Academic Benchmarks. Tables 2 and 3 describe the results of Lingva on program loops from [4, 8, 14], with and without conditionals. All these examples were already annotated with properties to be proven. Due to the page limit, we only list some representative examples. The first column of both tables shows the programs with their origins. The second column gives the number of generated invariants after the minimization step of Lingva. The third column states the program annotation to be proven for each program. Finally, the fourth column lists the invariants generated by Lingva which were used in proving the property of column three (similarly to Example 3). Tables 2 and 3 show that Lingva succeeded to generate complex quantified invariants over integers and arrays, some of these invariants using alternation of quantifiersFootnote 1. We are not aware of any other tool that is able to generate invariants with quantifier alternations. We further note that all user-provided annotations were proved by Lingva, in essentially no time, by using (some of) the generated invariants.

Table 2. Experimental results of Lingva on some academic benchmarks with conditionals.
Table 3. Experimental results of Lingva on some academic benchmarks without conditionals.

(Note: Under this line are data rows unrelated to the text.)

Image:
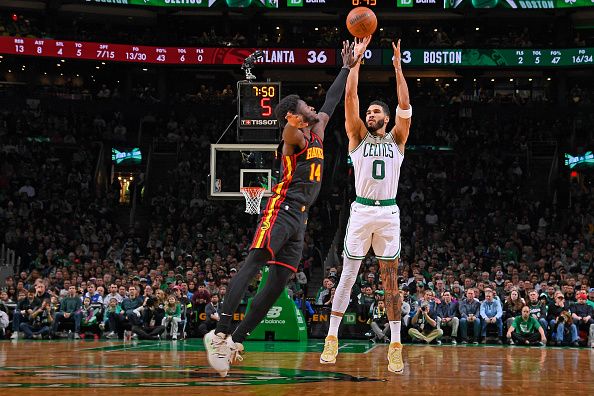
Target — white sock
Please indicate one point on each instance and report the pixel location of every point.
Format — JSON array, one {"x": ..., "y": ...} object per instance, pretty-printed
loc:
[
  {"x": 394, "y": 331},
  {"x": 334, "y": 325}
]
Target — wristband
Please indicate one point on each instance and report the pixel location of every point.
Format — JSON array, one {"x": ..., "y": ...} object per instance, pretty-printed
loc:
[{"x": 404, "y": 113}]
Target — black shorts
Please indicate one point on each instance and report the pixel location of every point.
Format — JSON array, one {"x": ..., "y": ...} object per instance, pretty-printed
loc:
[{"x": 281, "y": 231}]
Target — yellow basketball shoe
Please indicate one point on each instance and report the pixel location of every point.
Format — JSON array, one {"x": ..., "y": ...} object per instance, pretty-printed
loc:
[
  {"x": 395, "y": 363},
  {"x": 330, "y": 350}
]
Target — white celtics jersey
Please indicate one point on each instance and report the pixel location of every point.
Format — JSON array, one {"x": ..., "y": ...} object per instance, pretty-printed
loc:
[{"x": 377, "y": 164}]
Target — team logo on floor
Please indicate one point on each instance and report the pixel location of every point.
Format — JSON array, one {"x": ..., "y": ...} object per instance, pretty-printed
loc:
[{"x": 113, "y": 376}]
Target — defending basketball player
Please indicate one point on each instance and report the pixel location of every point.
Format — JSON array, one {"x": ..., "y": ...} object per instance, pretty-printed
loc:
[
  {"x": 375, "y": 216},
  {"x": 279, "y": 237}
]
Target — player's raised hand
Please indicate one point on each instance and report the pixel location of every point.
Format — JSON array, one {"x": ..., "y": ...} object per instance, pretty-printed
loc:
[
  {"x": 361, "y": 46},
  {"x": 397, "y": 56},
  {"x": 296, "y": 120},
  {"x": 348, "y": 58}
]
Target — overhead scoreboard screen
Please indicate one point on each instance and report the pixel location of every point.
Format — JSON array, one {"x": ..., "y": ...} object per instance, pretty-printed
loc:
[{"x": 307, "y": 57}]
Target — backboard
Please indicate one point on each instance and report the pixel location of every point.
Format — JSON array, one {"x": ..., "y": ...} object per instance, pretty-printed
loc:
[{"x": 233, "y": 166}]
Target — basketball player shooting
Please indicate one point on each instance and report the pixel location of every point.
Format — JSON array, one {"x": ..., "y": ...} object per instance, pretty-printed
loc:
[
  {"x": 375, "y": 216},
  {"x": 279, "y": 236}
]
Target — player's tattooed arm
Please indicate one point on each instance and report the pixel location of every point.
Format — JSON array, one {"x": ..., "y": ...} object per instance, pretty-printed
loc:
[{"x": 336, "y": 90}]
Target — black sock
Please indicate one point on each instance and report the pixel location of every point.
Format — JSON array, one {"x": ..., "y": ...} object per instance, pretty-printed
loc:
[
  {"x": 238, "y": 286},
  {"x": 263, "y": 301}
]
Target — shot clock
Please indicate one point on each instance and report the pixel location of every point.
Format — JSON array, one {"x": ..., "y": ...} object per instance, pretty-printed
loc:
[{"x": 256, "y": 104}]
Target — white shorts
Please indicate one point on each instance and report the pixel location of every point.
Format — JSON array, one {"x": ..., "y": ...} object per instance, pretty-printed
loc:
[{"x": 377, "y": 226}]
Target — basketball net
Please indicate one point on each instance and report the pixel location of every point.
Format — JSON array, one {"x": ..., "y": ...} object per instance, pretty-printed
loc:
[{"x": 253, "y": 197}]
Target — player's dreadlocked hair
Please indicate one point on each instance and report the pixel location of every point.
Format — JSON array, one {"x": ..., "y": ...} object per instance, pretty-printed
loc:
[
  {"x": 288, "y": 103},
  {"x": 381, "y": 104}
]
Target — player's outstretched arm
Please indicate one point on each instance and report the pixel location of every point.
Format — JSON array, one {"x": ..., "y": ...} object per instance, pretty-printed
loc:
[
  {"x": 354, "y": 126},
  {"x": 336, "y": 89},
  {"x": 291, "y": 132},
  {"x": 404, "y": 110}
]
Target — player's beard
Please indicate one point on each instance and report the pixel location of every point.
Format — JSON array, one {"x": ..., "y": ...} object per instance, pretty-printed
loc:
[{"x": 379, "y": 124}]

Open Source Benchmarks. We evaluated Lingva on open source examples taken from archiving software, such as GZip, BZip, and Tar. All together we used 1151 program loops, out of which only 150 could be analysed by Lingva, as given in Table 1. The reason why Lingva failed on the other 1001 loops was that these programs contained nested loops, implemented abrupt termination, bitwise operations, used pointer arithmetic or procedure calls. We believe that extending and combining Lingva with more sophisticated program analysis methods, such as [6, 7, 14], would enable us to handle more general programs then we currently do.

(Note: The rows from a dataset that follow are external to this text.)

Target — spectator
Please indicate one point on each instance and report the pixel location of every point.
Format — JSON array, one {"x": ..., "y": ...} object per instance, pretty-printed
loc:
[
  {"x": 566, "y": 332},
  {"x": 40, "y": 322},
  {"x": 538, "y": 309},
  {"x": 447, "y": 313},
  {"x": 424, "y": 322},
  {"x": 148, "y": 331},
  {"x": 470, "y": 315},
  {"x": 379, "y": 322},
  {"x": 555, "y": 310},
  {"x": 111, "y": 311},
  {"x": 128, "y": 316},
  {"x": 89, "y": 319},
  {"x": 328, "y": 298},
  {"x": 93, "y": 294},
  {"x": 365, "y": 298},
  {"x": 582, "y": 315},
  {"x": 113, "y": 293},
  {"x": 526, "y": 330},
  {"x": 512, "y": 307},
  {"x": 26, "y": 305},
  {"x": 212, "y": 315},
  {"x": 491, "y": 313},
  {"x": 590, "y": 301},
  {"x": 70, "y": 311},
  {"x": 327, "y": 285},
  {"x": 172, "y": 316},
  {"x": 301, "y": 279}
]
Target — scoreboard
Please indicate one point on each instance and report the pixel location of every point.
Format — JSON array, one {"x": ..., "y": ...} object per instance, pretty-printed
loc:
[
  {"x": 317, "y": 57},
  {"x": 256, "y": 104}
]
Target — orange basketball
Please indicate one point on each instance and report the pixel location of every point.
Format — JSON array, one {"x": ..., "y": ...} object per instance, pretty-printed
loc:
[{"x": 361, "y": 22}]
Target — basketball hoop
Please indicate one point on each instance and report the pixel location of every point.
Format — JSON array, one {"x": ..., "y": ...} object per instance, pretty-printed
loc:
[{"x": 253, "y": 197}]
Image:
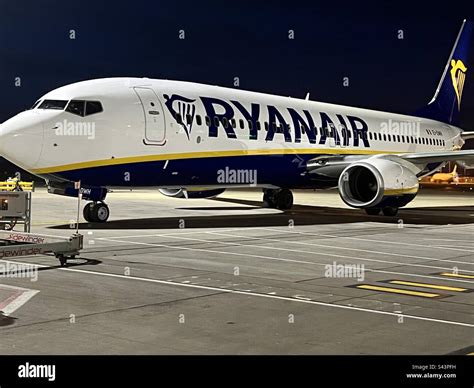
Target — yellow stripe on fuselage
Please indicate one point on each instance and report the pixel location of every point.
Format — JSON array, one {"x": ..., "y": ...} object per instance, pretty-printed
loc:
[{"x": 204, "y": 154}]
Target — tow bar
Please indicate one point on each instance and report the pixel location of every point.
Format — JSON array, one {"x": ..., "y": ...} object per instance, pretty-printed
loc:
[{"x": 16, "y": 244}]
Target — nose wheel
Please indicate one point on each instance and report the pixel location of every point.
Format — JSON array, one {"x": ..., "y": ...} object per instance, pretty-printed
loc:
[
  {"x": 96, "y": 212},
  {"x": 279, "y": 199}
]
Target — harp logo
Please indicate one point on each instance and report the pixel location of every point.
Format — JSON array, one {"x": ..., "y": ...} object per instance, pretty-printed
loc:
[
  {"x": 183, "y": 110},
  {"x": 458, "y": 76}
]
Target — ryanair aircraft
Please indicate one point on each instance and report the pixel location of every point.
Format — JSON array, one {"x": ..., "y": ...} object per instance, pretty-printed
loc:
[{"x": 193, "y": 141}]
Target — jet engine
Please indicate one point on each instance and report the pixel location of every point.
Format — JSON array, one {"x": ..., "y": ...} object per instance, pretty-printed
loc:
[
  {"x": 378, "y": 183},
  {"x": 188, "y": 193}
]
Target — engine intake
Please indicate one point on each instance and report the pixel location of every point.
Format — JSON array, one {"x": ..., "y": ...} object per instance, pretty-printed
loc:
[{"x": 378, "y": 182}]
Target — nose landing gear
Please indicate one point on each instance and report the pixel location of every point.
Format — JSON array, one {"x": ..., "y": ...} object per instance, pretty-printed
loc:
[
  {"x": 96, "y": 212},
  {"x": 278, "y": 199}
]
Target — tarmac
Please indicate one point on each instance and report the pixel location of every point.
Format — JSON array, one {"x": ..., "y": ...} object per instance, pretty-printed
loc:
[{"x": 226, "y": 276}]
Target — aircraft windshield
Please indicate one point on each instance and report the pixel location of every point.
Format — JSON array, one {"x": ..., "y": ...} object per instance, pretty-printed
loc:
[{"x": 53, "y": 104}]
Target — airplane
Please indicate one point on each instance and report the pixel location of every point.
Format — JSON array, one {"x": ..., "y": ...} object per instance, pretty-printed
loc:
[
  {"x": 445, "y": 177},
  {"x": 192, "y": 140}
]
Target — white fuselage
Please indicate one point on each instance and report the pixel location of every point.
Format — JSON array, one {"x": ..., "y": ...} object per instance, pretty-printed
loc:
[{"x": 139, "y": 140}]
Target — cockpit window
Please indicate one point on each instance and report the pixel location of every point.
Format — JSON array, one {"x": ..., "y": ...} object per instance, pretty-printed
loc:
[
  {"x": 53, "y": 104},
  {"x": 76, "y": 107},
  {"x": 93, "y": 107},
  {"x": 35, "y": 104},
  {"x": 84, "y": 108}
]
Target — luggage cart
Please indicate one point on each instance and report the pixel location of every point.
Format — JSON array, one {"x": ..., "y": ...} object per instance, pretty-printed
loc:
[
  {"x": 16, "y": 244},
  {"x": 15, "y": 208}
]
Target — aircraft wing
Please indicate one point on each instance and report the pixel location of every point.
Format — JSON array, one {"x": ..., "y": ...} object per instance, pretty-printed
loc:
[
  {"x": 438, "y": 157},
  {"x": 467, "y": 135},
  {"x": 332, "y": 165}
]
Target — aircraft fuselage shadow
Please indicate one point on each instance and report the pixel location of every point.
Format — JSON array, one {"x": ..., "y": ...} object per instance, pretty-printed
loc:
[
  {"x": 298, "y": 215},
  {"x": 77, "y": 262}
]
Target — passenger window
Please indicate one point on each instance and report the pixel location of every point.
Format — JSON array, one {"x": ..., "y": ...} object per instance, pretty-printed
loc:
[
  {"x": 76, "y": 107},
  {"x": 225, "y": 122},
  {"x": 93, "y": 107}
]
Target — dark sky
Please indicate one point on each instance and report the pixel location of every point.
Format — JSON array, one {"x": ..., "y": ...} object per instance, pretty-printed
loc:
[{"x": 245, "y": 39}]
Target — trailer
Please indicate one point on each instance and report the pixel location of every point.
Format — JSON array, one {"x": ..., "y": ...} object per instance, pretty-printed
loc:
[{"x": 16, "y": 244}]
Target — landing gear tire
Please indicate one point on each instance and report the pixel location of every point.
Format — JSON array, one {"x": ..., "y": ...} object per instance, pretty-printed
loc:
[
  {"x": 62, "y": 260},
  {"x": 390, "y": 211},
  {"x": 87, "y": 212},
  {"x": 96, "y": 212},
  {"x": 373, "y": 211},
  {"x": 268, "y": 199},
  {"x": 281, "y": 199},
  {"x": 284, "y": 199}
]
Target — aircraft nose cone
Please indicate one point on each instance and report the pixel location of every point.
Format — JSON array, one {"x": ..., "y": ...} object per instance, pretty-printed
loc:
[{"x": 21, "y": 140}]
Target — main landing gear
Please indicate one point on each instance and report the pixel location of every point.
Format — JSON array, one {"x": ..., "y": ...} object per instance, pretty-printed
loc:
[
  {"x": 96, "y": 212},
  {"x": 389, "y": 211},
  {"x": 278, "y": 198}
]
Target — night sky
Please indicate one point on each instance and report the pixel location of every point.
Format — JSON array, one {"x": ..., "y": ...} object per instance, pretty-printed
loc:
[{"x": 245, "y": 39}]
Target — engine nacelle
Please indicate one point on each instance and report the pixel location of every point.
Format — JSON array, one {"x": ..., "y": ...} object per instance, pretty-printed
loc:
[
  {"x": 187, "y": 193},
  {"x": 378, "y": 182}
]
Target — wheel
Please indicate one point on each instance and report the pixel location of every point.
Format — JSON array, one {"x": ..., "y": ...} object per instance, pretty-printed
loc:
[
  {"x": 87, "y": 212},
  {"x": 99, "y": 212},
  {"x": 373, "y": 211},
  {"x": 390, "y": 211},
  {"x": 284, "y": 199},
  {"x": 62, "y": 260},
  {"x": 268, "y": 199}
]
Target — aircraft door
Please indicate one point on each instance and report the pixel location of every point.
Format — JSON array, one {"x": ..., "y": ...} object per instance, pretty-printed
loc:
[{"x": 155, "y": 130}]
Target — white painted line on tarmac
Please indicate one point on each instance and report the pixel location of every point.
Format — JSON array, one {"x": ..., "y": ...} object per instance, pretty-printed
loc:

The 150 loops on which Lingva has been successfully evaluated implemented array copy, initialization, shift and partition operations, similarly to the ones reported in our experiments with academic benchmarks. For these examples, Lingva generated quantified invariants, some with alternations of quantifiers, over integers and arrays. We were also interested to see the behavior of Lingva on these examples when it comes to proving program properties. To this end, we manually annotated these loops with properties expressing the intended behavior of the programs and used Lingva to prove these properties from the set of generated invariants. In all these 150 examples, the intended program behavior was proved by Lingva in essentially no time, underlining the strength of Lingva for generating complex invariants in a fully automated manner.

4 Conclusion

We described the Lingva tool for automatically generating and proving program properties. We reported on implementation details and presented experimental results on academic and open-source benchmarks. Our experiments show that Lingva can generate quantified invariants, possibly with quantifier alternations, in a fully automated manner. Moreover, the generated invariants are strong enough to prove program annotations expressing the intended behavior of programs. Further work includes extending our approach in order to better integrate theory-specific reasoning engines for improving invariant minimization.